Course Search Engine: Crawling the catalog¶
Due: Saturday, January 29th at 4:30pm
You must work alone on this assignment.
In this assignment, you will build a course search engine. You will build a web crawler that crawls a shadow copy of the college catalog to construct a simple index. The purpose of this assignment is to give you more Python programming experience and to have you work with HTML documents extracted from the web.
Getting started¶
Using the invitation URL provided on Ed Discussion, create a repository for your PA #2 files.
After accepting the assignment, Github will take a few minutes to create your repository. You should receive an email from Github when your repository is ready. Normally, it’s ready within seconds and you can just refresh the page.
Next, make sure you’ve
set the GITHUB_USERNAME
variable by running the following (replacing replace_me
with your GitHub username):
GITHUB_USERNAME=replace_me
(remember you can double-check whether the variable is properly set by
running echo $GITHUB_USERNAME
)
And finally, run these commands (if you don’t recall what some of these commands do, they are explained at the end of the Git Tutorial):
cd ~/capp30122
git clone git@github.com:uchicago-CAPP30122-win-2022/pa2-$GITHUB_USERNAME.git
cd pa2-$GITHUB_USERNAME
You will find the files you need for the programming assignment directly in the root of your repository.
Before describing the specifics of your task, we will briefly explain how to work with URLs and grab pages from the web.
Working with URLs¶
URL stands for uniform resource locator. A URL, for example:
http://www.classes.cs.uchicago.edu/archive/2022/winter/30122-1/pa/index.html
has the following format:
protocol://site address/path/filename
The protocol field (http
, in our example) specifies which protocol
should be used to interact with the resource. Common protocols include
http, https, and ftp. We will be working with http and https, the
hypertext transport protocols. The site address specifies the host
computer name (www
), the domain name (classes.cs.uchicago
),
and the top level domain (edu
). The path specifies part of the
hierarchical location (archive/2022/winter/30122-1
) of the desired
file (index.html
) in the file system on the host
computer. The path to the archive
directory is supplied by the
configuration of the web server program running on the host machine. The full path in the department’s file system for the
example above is:
/stage/classes/archive/2022/winter/30122-1/pa/index.html.
URLs
can also include a port number, which we will not be using.

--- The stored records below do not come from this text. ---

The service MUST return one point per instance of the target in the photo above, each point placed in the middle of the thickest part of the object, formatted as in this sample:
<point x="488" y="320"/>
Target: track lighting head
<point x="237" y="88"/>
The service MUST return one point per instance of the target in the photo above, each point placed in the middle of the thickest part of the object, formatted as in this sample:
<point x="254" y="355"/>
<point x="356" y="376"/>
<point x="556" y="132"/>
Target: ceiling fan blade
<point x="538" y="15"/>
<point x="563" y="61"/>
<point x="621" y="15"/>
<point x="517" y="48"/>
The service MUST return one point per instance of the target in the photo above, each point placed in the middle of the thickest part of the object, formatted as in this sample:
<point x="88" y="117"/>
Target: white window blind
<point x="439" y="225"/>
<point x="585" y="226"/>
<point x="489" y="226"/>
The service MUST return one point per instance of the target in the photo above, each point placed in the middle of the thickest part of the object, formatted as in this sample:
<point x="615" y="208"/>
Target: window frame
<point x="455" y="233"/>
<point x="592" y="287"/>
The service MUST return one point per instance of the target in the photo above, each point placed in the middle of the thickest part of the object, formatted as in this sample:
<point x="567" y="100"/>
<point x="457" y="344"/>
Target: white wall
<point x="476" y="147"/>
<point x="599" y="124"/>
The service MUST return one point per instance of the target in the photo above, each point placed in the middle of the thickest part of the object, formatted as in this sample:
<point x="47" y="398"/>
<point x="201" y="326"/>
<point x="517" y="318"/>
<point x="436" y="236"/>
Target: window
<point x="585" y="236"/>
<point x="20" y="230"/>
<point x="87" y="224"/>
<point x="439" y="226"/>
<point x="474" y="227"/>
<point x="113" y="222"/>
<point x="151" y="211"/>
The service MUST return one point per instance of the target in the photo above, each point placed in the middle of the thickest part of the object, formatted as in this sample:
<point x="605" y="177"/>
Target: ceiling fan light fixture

Within a web page, a link can refer to an absolute URL (that is, it
starts with http://
or https://
) or a relative URL, which can
be converted into an absolute URL. A relative URL refers to a page
with a location that is relative to the current page (much like
relative path names in Linux). For example, here is a URL taken from
the index page for assignments mentioned above:
pa1/index.html
The absolute URL for this page is:
http://www.classes.cs.uchicago.edu/archive/2022/winter/30122-1/pa/pa1/index.html
URLs can use a fragment (denoted by a #) to refer to a specific location (known as an anchor) on a page. For our purposes, we only need the part of the URL that comes before the #.
We have provided some useful functions for working with URLs:
util.is_absolute_url(url):
Takes a URL and returns true if it is an absolute URL and false otherwise.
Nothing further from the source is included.